I remember this story very well. It was told to me by a Connecticut allergist who was ready to inform the state health authorities that this teenager was in imminent danger of dying. He and an army of nurses and doctors were convinced the boy was compliant with his steroids and other medication. At the last moment, however, this doctor got the patient to blow into a machine called Niox Mino that measured exhaled nitric oxide (eNO), which indicates levels of lung inflammation from asthma. The doctor confronted the boy and said there’s no way the levels could be so high if he were taking his steroids, at which point the boy confessed that he was jealous of all the attention his seriously ill sister got and had hidden all the meds under his bed. He started taking it, along with psychotherapy, and his lungs got better.
“We want to gently monitor compliance while we are studying whether the medication is working,” says Dr. Li. “We developed a technique to detect the active ingredients in blood samples or urine samples so we can quantitatively measure absorption. We are also working on biomarkers as accurate and convincing as eNO. It’s easier if the patient has bad eczema or asthma that you can treat while working on the food allergy because you can see progress. Food allergy is invisible, unless you have a reaction. We want to be able to measure that, too.”
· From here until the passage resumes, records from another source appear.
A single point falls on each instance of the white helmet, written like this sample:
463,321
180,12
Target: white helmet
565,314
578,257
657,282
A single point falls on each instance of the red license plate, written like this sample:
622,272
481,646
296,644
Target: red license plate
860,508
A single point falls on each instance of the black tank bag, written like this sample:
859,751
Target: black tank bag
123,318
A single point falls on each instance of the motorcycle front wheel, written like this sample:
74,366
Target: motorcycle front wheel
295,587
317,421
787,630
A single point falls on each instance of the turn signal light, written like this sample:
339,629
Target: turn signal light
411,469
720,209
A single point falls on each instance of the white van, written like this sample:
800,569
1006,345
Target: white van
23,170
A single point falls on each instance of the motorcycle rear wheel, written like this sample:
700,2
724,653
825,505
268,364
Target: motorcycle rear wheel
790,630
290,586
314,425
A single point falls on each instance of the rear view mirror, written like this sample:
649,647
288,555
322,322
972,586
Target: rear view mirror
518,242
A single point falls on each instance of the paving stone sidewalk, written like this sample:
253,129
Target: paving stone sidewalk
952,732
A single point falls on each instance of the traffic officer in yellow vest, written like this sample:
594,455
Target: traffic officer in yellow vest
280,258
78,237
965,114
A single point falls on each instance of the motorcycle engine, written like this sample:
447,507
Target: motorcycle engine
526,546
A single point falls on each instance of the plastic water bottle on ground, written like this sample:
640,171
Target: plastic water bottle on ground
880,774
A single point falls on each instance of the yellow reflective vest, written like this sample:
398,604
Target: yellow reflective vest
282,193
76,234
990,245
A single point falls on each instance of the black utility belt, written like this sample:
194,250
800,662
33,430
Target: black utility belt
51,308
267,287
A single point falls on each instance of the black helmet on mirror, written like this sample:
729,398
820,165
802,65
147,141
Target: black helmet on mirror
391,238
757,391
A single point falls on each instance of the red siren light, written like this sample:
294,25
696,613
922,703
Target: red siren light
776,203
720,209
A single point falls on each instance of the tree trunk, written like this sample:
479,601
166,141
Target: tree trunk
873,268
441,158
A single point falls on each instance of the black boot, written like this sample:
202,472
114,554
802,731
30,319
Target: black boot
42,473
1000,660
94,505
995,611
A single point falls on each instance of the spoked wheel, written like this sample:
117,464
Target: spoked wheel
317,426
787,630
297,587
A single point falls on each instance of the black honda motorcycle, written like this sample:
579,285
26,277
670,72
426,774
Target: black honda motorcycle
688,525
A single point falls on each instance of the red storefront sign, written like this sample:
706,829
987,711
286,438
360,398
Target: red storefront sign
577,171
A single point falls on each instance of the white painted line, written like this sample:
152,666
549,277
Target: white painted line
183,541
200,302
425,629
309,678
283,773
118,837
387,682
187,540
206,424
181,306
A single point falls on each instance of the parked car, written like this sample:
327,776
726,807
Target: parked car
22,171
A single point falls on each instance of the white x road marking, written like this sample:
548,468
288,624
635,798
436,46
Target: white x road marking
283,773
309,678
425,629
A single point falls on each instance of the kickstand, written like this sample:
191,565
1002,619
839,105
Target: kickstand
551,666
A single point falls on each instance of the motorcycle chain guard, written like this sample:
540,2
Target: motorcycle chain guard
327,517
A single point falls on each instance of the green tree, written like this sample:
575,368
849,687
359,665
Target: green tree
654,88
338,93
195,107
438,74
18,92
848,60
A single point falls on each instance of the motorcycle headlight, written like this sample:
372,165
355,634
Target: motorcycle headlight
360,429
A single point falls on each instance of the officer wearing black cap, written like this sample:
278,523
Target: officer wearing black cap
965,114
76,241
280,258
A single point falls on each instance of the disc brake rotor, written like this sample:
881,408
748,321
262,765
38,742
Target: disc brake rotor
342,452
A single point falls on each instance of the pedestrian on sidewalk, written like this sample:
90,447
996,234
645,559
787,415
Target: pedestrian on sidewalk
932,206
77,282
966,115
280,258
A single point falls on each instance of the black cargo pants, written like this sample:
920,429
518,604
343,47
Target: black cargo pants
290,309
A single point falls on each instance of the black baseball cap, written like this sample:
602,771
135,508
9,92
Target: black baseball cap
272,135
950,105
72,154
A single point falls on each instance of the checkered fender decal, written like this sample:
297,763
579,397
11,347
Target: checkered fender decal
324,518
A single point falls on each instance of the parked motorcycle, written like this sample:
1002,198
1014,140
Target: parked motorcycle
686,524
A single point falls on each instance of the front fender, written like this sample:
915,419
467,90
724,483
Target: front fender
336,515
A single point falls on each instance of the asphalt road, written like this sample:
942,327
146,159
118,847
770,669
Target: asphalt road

With this expansive view of patients’ nature in mind, Dr. Li is doing everything she can to make compliance easier by developing a third generation of food allergy herbal formula. “In my lab we are trying to isolate all the active ingredients. Even after butanol extraction, there are compounds with no therapeutic value. Eventually we will get down from 6 or 8 pills to just 1, which will make both research and clinical treatment much easier.”
As Larry has said to me, no medicine works if you don’t take it.